Sunday, March 1, 2015

Class Reflections

Reflections on “Learning Theories and Instruction”


By Margery Clemens


While studying the various learning theories, I was surprised to learn how adequately the Adult Learning theories correlate with my current learning style. Relevant and active learning are perhaps the most important elements for me. I become much more engaged when the subject matter relates to what I am interested in and learn best when I can transfer that information to a project or activity that is related to the real world. Learning to write blogs and set up RSS feeds was very interesting, because I was able to use this information to create a blog for my website. I became easily distracted when the subject matter did not directly relate to what I am interested in or if it did not offer an opportunity to work on a hands-on project. I am very much like this at work also. If I am facilitating a crisis management call or creating a root cause trend analysis I am focused, alert and able to work for hours on end. But meetings, conference calls and general system monitoring bores me to tears and my attention wavers after only a few minutes. Most of my co-workers are the same and we spend a lot of time multi tasking to prevent boredom.


The information I learned in this course will help me understand the needs of the learners who will be using my course designs to learn a new skill. My future work will be with adult learners and I believe that I have a deeper understanding of what motivates and drives them. As an adult learner myself, I can see that relevance and the ability to create or use a hands on process is very important.

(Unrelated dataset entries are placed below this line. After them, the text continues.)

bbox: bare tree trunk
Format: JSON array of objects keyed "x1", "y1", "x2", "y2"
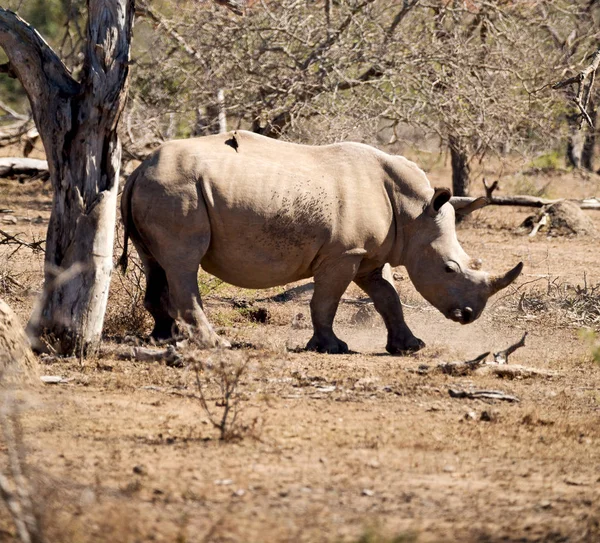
[
  {"x1": 566, "y1": 97, "x2": 597, "y2": 171},
  {"x1": 217, "y1": 88, "x2": 227, "y2": 134},
  {"x1": 567, "y1": 111, "x2": 584, "y2": 168},
  {"x1": 449, "y1": 134, "x2": 471, "y2": 197},
  {"x1": 0, "y1": 3, "x2": 135, "y2": 355},
  {"x1": 193, "y1": 90, "x2": 227, "y2": 136},
  {"x1": 581, "y1": 98, "x2": 596, "y2": 171}
]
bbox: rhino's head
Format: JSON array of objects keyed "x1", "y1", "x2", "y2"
[{"x1": 403, "y1": 188, "x2": 522, "y2": 324}]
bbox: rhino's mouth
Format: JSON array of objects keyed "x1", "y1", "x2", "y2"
[{"x1": 448, "y1": 307, "x2": 474, "y2": 324}]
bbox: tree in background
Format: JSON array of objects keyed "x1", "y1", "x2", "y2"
[
  {"x1": 128, "y1": 1, "x2": 598, "y2": 195},
  {"x1": 0, "y1": 1, "x2": 134, "y2": 354},
  {"x1": 0, "y1": 0, "x2": 597, "y2": 355},
  {"x1": 544, "y1": 1, "x2": 600, "y2": 171},
  {"x1": 0, "y1": 0, "x2": 243, "y2": 355}
]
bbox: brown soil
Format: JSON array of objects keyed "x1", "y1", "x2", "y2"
[{"x1": 1, "y1": 164, "x2": 600, "y2": 543}]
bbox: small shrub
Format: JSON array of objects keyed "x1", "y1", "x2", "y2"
[
  {"x1": 105, "y1": 224, "x2": 151, "y2": 338},
  {"x1": 104, "y1": 260, "x2": 151, "y2": 338},
  {"x1": 191, "y1": 349, "x2": 259, "y2": 441}
]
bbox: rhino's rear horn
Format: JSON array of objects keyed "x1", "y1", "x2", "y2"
[{"x1": 489, "y1": 262, "x2": 523, "y2": 295}]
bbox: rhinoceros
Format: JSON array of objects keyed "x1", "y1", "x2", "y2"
[{"x1": 119, "y1": 130, "x2": 522, "y2": 354}]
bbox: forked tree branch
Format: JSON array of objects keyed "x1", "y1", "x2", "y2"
[
  {"x1": 213, "y1": 0, "x2": 246, "y2": 16},
  {"x1": 553, "y1": 46, "x2": 600, "y2": 129},
  {"x1": 0, "y1": 9, "x2": 80, "y2": 128}
]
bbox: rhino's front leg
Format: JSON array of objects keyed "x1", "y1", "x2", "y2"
[
  {"x1": 306, "y1": 256, "x2": 362, "y2": 354},
  {"x1": 354, "y1": 266, "x2": 425, "y2": 355}
]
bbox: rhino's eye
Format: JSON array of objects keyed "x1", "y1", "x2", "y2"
[{"x1": 445, "y1": 261, "x2": 460, "y2": 274}]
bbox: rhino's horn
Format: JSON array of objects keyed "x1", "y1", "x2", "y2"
[{"x1": 489, "y1": 262, "x2": 524, "y2": 295}]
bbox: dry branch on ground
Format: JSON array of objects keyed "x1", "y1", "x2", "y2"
[
  {"x1": 415, "y1": 333, "x2": 555, "y2": 380},
  {"x1": 448, "y1": 388, "x2": 520, "y2": 402},
  {"x1": 0, "y1": 158, "x2": 48, "y2": 180}
]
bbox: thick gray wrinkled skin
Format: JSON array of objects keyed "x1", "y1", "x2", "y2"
[{"x1": 121, "y1": 130, "x2": 522, "y2": 354}]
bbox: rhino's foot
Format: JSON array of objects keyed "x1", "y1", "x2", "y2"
[
  {"x1": 386, "y1": 336, "x2": 425, "y2": 355},
  {"x1": 195, "y1": 330, "x2": 231, "y2": 350},
  {"x1": 151, "y1": 319, "x2": 175, "y2": 341},
  {"x1": 306, "y1": 335, "x2": 349, "y2": 354}
]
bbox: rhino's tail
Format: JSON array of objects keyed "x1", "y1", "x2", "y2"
[{"x1": 118, "y1": 167, "x2": 141, "y2": 274}]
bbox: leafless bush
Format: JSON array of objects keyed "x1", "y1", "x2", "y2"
[
  {"x1": 190, "y1": 349, "x2": 257, "y2": 441},
  {"x1": 0, "y1": 255, "x2": 26, "y2": 299},
  {"x1": 0, "y1": 230, "x2": 43, "y2": 303},
  {"x1": 104, "y1": 223, "x2": 151, "y2": 338},
  {"x1": 516, "y1": 275, "x2": 600, "y2": 330}
]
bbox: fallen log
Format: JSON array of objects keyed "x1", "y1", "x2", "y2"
[
  {"x1": 478, "y1": 364, "x2": 556, "y2": 379},
  {"x1": 488, "y1": 178, "x2": 600, "y2": 209},
  {"x1": 116, "y1": 345, "x2": 183, "y2": 367},
  {"x1": 0, "y1": 157, "x2": 48, "y2": 179},
  {"x1": 448, "y1": 387, "x2": 520, "y2": 402},
  {"x1": 452, "y1": 195, "x2": 600, "y2": 210}
]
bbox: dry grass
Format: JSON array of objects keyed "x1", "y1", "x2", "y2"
[{"x1": 512, "y1": 274, "x2": 600, "y2": 331}]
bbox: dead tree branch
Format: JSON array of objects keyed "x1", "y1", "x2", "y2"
[
  {"x1": 448, "y1": 387, "x2": 520, "y2": 402},
  {"x1": 0, "y1": 158, "x2": 48, "y2": 179},
  {"x1": 137, "y1": 2, "x2": 205, "y2": 65},
  {"x1": 493, "y1": 332, "x2": 528, "y2": 364},
  {"x1": 0, "y1": 230, "x2": 45, "y2": 254},
  {"x1": 0, "y1": 100, "x2": 28, "y2": 122},
  {"x1": 438, "y1": 351, "x2": 490, "y2": 376},
  {"x1": 0, "y1": 120, "x2": 34, "y2": 148},
  {"x1": 553, "y1": 46, "x2": 600, "y2": 128},
  {"x1": 452, "y1": 179, "x2": 600, "y2": 210},
  {"x1": 213, "y1": 0, "x2": 246, "y2": 15}
]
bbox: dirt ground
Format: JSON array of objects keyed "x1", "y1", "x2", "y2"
[{"x1": 1, "y1": 160, "x2": 600, "y2": 543}]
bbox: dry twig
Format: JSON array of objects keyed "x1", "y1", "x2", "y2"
[
  {"x1": 0, "y1": 230, "x2": 45, "y2": 254},
  {"x1": 438, "y1": 351, "x2": 490, "y2": 376}
]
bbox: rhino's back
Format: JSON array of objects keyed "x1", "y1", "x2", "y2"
[{"x1": 134, "y1": 131, "x2": 399, "y2": 288}]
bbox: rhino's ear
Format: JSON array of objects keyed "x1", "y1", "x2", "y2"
[
  {"x1": 427, "y1": 187, "x2": 452, "y2": 217},
  {"x1": 450, "y1": 196, "x2": 490, "y2": 216}
]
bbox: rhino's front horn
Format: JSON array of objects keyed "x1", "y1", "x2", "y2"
[{"x1": 489, "y1": 262, "x2": 524, "y2": 295}]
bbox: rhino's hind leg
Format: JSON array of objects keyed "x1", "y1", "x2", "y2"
[
  {"x1": 166, "y1": 269, "x2": 229, "y2": 348},
  {"x1": 306, "y1": 256, "x2": 362, "y2": 354},
  {"x1": 144, "y1": 264, "x2": 175, "y2": 340},
  {"x1": 354, "y1": 266, "x2": 425, "y2": 355}
]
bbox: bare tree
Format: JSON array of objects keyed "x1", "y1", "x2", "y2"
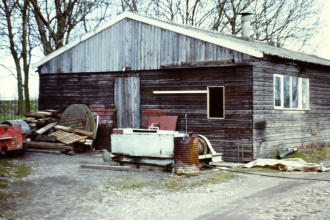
[
  {"x1": 252, "y1": 0, "x2": 320, "y2": 50},
  {"x1": 208, "y1": 0, "x2": 321, "y2": 50},
  {"x1": 30, "y1": 0, "x2": 319, "y2": 55},
  {"x1": 0, "y1": 0, "x2": 115, "y2": 113},
  {"x1": 149, "y1": 0, "x2": 216, "y2": 27},
  {"x1": 121, "y1": 0, "x2": 138, "y2": 11},
  {"x1": 0, "y1": 0, "x2": 34, "y2": 113},
  {"x1": 127, "y1": 0, "x2": 321, "y2": 51},
  {"x1": 30, "y1": 0, "x2": 113, "y2": 55}
]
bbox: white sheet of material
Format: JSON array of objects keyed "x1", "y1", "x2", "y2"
[{"x1": 243, "y1": 158, "x2": 330, "y2": 172}]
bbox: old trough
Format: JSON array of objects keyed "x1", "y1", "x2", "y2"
[{"x1": 110, "y1": 127, "x2": 222, "y2": 174}]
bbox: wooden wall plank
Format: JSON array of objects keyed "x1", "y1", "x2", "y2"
[
  {"x1": 40, "y1": 18, "x2": 252, "y2": 74},
  {"x1": 39, "y1": 66, "x2": 253, "y2": 161},
  {"x1": 253, "y1": 59, "x2": 330, "y2": 158}
]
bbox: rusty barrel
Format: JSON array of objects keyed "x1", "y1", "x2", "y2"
[{"x1": 174, "y1": 136, "x2": 199, "y2": 176}]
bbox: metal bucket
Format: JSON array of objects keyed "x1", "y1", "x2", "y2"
[{"x1": 174, "y1": 136, "x2": 199, "y2": 176}]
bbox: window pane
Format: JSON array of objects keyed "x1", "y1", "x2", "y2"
[
  {"x1": 283, "y1": 76, "x2": 291, "y2": 108},
  {"x1": 292, "y1": 77, "x2": 299, "y2": 108},
  {"x1": 208, "y1": 87, "x2": 224, "y2": 118},
  {"x1": 274, "y1": 76, "x2": 282, "y2": 107},
  {"x1": 302, "y1": 78, "x2": 309, "y2": 109}
]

Overall, this class was insightful and I will refer back to the many theories often as I design courses in the future. However, there were some drawbacks. With the exception of the blog and RSS feeds, there was not a lot of hands on work. Most weeks were filled with a large amount of reading and one discussion. I found it difficult to stay motivated and often procrastinated, which then frustrated me because I prefer to get my schoolwork out of the way before the week-end. I would have preferred working with assignments that were more relevant to my future role as an instructional designer. Perhaps designing or describing a scenario in which each of the theories could be used as an instructional designer would have helped show the relevance. I also would have enjoyed reading specific examples of how real life designers used these theories in their work.